Atug F., Turkeri L. , Atug O., Cal C.

UROLOGICAL RESEARCH, cilt.32, sa.5, ss.346-349, 2004 (SCI İndekslerine Giren Dergi) identifier identifier identifier

  • Yayın Türü: Makale / Tam Makale
  • Cilt numarası: 32 Konu: 5
  • Basım Tarihi: 2004
  • Doi Numarası: 10.1007/s00240-004-0425-7
  • Dergi Adı: UROLOGICAL RESEARCH
  • Sayfa Sayıları: ss.346-349

Özet

The cause of interstitial cystitis (IC) is still unknown.

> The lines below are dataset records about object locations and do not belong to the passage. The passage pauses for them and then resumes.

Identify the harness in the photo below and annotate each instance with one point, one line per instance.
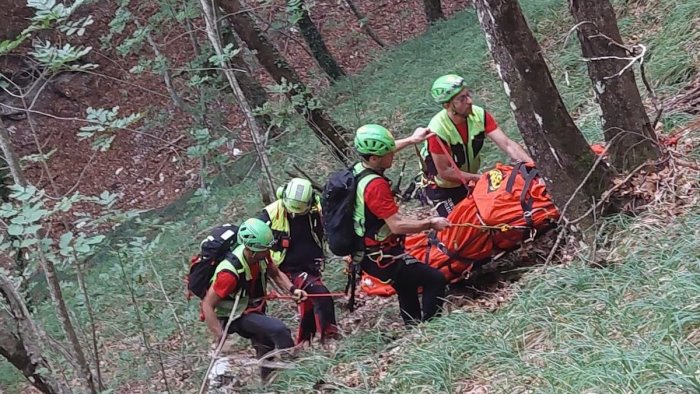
(454, 254)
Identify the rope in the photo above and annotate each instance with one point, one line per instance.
(273, 296)
(220, 346)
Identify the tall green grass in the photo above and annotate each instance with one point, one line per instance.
(571, 329)
(633, 326)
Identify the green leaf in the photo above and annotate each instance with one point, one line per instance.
(15, 229)
(65, 240)
(27, 242)
(32, 230)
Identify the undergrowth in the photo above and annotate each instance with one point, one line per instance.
(630, 327)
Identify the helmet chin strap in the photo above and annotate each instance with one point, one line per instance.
(455, 112)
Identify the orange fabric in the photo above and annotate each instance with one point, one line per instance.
(373, 286)
(598, 149)
(490, 204)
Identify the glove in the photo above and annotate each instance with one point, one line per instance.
(300, 295)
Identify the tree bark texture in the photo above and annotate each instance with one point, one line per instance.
(255, 134)
(628, 132)
(297, 10)
(320, 123)
(554, 141)
(253, 91)
(20, 343)
(363, 23)
(10, 156)
(64, 318)
(433, 10)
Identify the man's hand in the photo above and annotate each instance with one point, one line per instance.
(439, 223)
(421, 134)
(300, 295)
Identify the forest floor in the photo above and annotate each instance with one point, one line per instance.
(140, 165)
(151, 174)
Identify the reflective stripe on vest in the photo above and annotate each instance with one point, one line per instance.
(279, 224)
(223, 308)
(442, 125)
(359, 214)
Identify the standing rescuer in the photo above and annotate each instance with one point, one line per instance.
(459, 128)
(383, 228)
(244, 271)
(295, 220)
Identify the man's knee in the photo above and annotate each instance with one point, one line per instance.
(281, 334)
(435, 278)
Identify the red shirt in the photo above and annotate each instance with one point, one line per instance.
(489, 126)
(225, 282)
(379, 199)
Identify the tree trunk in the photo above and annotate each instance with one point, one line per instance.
(298, 12)
(20, 342)
(364, 24)
(562, 153)
(10, 156)
(433, 10)
(325, 129)
(256, 135)
(626, 126)
(64, 318)
(253, 91)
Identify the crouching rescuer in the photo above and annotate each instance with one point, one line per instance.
(295, 220)
(382, 228)
(240, 278)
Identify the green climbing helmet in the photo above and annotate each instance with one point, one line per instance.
(298, 195)
(373, 139)
(255, 235)
(446, 87)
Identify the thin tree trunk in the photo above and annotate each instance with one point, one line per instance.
(253, 91)
(325, 129)
(64, 318)
(256, 135)
(561, 151)
(10, 156)
(433, 10)
(314, 40)
(17, 178)
(630, 135)
(20, 342)
(167, 78)
(364, 24)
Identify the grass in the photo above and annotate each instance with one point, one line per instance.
(631, 327)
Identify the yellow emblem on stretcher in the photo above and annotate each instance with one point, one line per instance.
(495, 179)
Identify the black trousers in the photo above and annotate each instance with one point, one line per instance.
(407, 275)
(317, 314)
(445, 199)
(265, 333)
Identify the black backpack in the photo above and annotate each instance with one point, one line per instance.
(338, 206)
(213, 250)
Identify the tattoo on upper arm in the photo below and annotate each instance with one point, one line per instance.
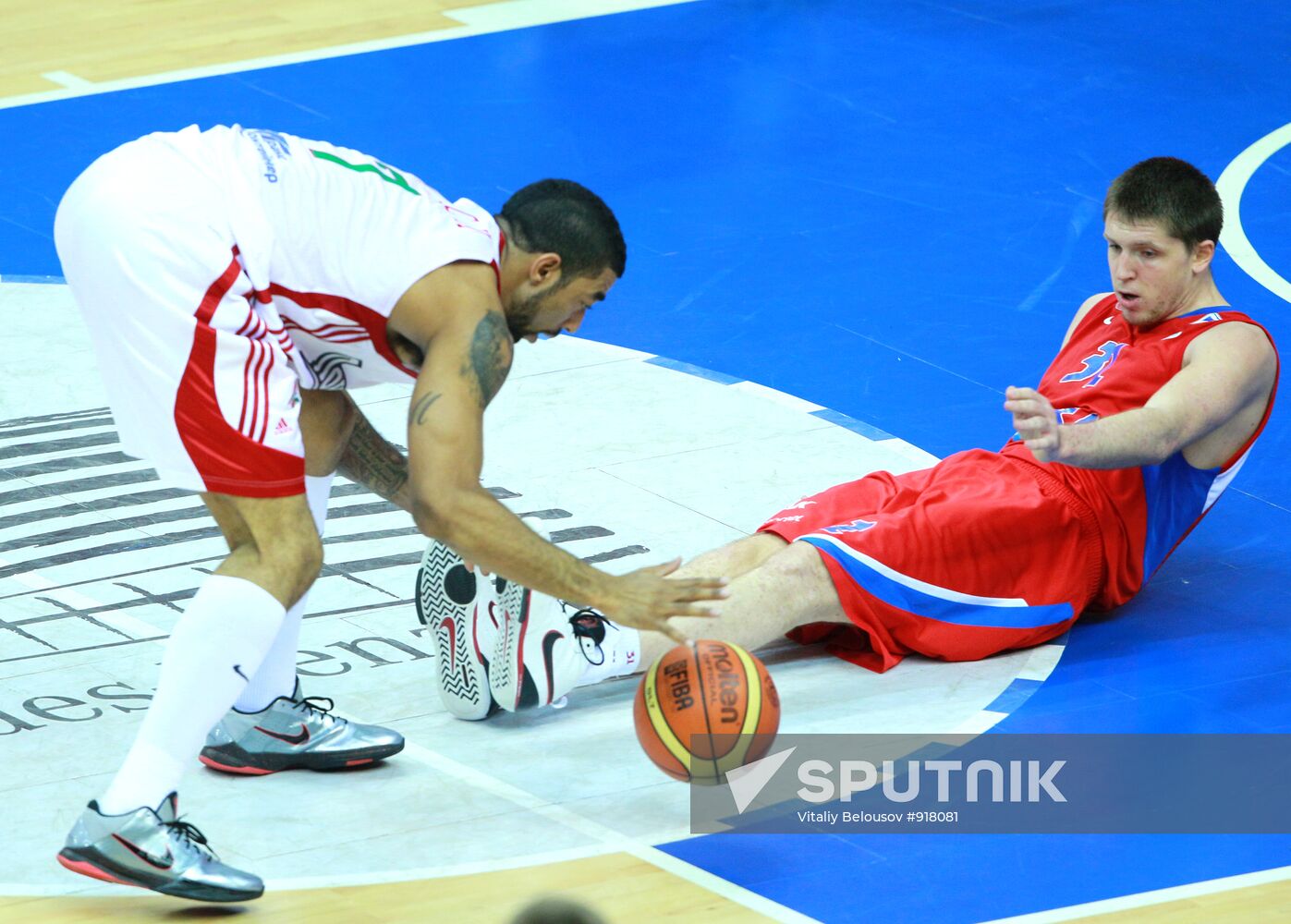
(490, 358)
(417, 413)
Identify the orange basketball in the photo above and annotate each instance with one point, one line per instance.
(705, 710)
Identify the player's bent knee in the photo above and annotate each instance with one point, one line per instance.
(799, 573)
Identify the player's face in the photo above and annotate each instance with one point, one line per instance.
(1154, 275)
(558, 309)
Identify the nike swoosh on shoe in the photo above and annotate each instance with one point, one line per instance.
(162, 864)
(289, 738)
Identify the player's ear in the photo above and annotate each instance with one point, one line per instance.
(1202, 256)
(545, 267)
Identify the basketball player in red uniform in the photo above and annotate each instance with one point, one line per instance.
(1141, 421)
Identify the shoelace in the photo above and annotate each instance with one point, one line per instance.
(314, 703)
(189, 833)
(586, 621)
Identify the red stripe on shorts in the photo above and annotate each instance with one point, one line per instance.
(227, 461)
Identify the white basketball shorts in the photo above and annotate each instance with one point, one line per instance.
(197, 370)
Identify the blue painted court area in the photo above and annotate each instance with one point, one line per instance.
(891, 211)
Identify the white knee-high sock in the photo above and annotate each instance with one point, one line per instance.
(276, 674)
(218, 641)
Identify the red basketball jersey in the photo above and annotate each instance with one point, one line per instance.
(1144, 513)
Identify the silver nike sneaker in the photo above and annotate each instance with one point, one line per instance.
(542, 650)
(460, 608)
(295, 733)
(153, 851)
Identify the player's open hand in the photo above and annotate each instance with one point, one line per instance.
(1034, 421)
(647, 598)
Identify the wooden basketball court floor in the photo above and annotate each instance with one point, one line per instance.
(848, 228)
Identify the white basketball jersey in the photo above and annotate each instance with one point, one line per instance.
(331, 239)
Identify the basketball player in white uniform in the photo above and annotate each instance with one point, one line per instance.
(235, 284)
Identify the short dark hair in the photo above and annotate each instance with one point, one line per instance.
(559, 215)
(1170, 191)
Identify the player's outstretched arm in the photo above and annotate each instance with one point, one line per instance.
(468, 354)
(1226, 377)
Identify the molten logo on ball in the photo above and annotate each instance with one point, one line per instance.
(704, 711)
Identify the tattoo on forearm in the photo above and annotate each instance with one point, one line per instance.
(417, 415)
(491, 357)
(372, 461)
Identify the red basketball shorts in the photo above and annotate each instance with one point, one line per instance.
(195, 370)
(976, 555)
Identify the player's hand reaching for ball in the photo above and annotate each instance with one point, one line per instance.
(1036, 422)
(647, 598)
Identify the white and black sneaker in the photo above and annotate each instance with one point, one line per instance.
(458, 605)
(543, 648)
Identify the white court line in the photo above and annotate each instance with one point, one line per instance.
(607, 839)
(1147, 898)
(608, 842)
(116, 620)
(1231, 185)
(501, 17)
(68, 80)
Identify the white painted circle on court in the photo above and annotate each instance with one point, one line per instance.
(1231, 185)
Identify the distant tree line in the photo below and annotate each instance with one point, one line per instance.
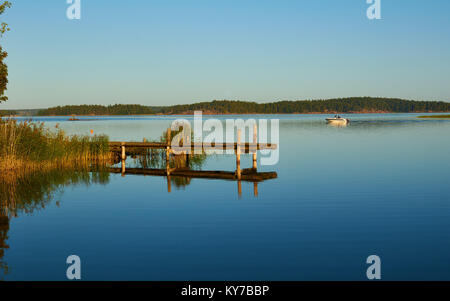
(339, 105)
(96, 110)
(7, 112)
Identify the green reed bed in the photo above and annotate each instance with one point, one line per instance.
(435, 116)
(32, 145)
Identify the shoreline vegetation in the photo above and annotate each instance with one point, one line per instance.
(27, 147)
(435, 116)
(224, 107)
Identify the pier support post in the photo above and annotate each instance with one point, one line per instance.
(123, 168)
(169, 184)
(238, 156)
(124, 155)
(255, 150)
(169, 137)
(239, 189)
(255, 189)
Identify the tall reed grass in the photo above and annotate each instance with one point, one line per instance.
(27, 145)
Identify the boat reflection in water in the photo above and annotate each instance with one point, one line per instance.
(338, 121)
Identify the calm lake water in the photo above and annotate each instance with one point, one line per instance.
(379, 186)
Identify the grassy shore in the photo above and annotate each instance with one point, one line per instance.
(31, 146)
(435, 116)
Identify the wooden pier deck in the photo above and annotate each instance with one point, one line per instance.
(245, 147)
(124, 148)
(247, 175)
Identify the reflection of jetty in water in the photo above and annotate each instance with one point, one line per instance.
(151, 156)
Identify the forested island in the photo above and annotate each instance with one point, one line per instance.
(339, 105)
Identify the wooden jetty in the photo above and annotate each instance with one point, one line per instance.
(134, 148)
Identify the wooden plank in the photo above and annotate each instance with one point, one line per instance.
(244, 146)
(247, 175)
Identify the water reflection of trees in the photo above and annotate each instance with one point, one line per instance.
(30, 192)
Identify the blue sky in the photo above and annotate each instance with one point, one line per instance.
(184, 51)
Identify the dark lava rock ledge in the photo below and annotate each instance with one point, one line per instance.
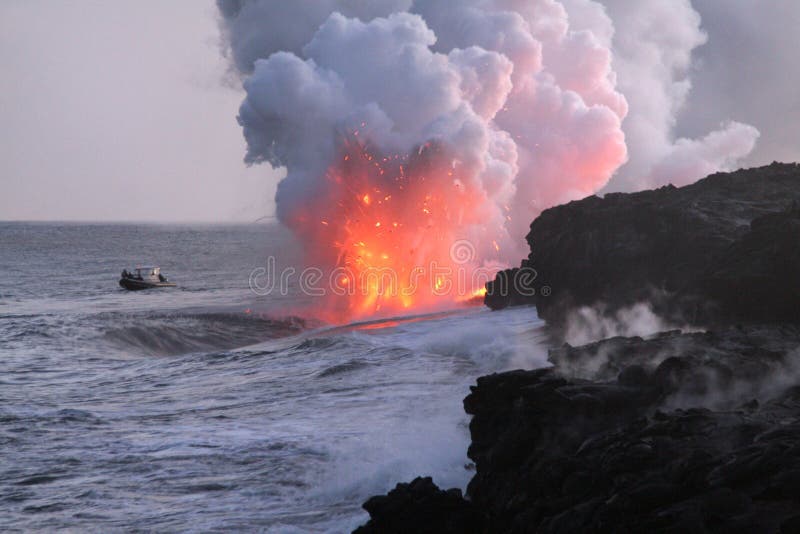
(721, 250)
(678, 432)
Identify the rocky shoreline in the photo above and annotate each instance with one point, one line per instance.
(695, 431)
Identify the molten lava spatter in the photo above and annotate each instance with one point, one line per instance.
(395, 233)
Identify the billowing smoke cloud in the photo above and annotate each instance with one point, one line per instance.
(653, 44)
(527, 107)
(505, 107)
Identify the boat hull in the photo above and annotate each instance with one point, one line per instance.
(131, 284)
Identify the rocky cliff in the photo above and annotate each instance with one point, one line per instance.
(720, 250)
(677, 432)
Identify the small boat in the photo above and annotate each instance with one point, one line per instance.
(145, 277)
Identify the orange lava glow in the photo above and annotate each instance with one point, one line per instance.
(383, 233)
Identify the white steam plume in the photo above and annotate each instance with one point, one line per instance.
(537, 102)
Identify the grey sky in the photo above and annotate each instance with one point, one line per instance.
(118, 111)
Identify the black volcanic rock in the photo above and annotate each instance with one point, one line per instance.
(695, 432)
(687, 250)
(421, 506)
(683, 432)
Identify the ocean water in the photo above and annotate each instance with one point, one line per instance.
(208, 407)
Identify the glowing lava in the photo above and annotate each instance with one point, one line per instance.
(390, 233)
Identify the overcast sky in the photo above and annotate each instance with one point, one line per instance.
(118, 111)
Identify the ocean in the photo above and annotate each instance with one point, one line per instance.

Several features suggest that it may be an infectious disease and it has compelling similarities to chronic gastritis. The identification of Helicobacter pylori as the cause of chronic gastritis focused attention on this organism. Many studies have been done investigating the role of H. pylori in the etiology of IC. Previous studies mostly determined the presence of H.pylori with antibodies in the serum samples of IC patients, but these methods may lead to false positive or negative results. We therefore investigated the presence of H.pylori in bladder biopsy specimens by using polymerase chain reaction (PCR), which is accepted as the most sensitive and specific test for detecting this organism. A total of 32 patients with IC were enrolled into the study. The PCR assay was performed on cold cup bladder biopsies of IC patients. Both positive and negative controls were included in each set of PCR reactions. Gastric biopsy specimens of peptic ulcer patients with proven H. pylori infection were used as positive controls. Bladder biopsies of all IC patients were negative for H. pylori DNA. PCR showed the presence of H. pylori in the positive controls in each cycle demonstrating that the PCR assay was working properly. Thus, there is no evidence that IC is the result of H. pylori infection. This study does not negate the possibility that other infectious agents may play a role in the etiology of IC.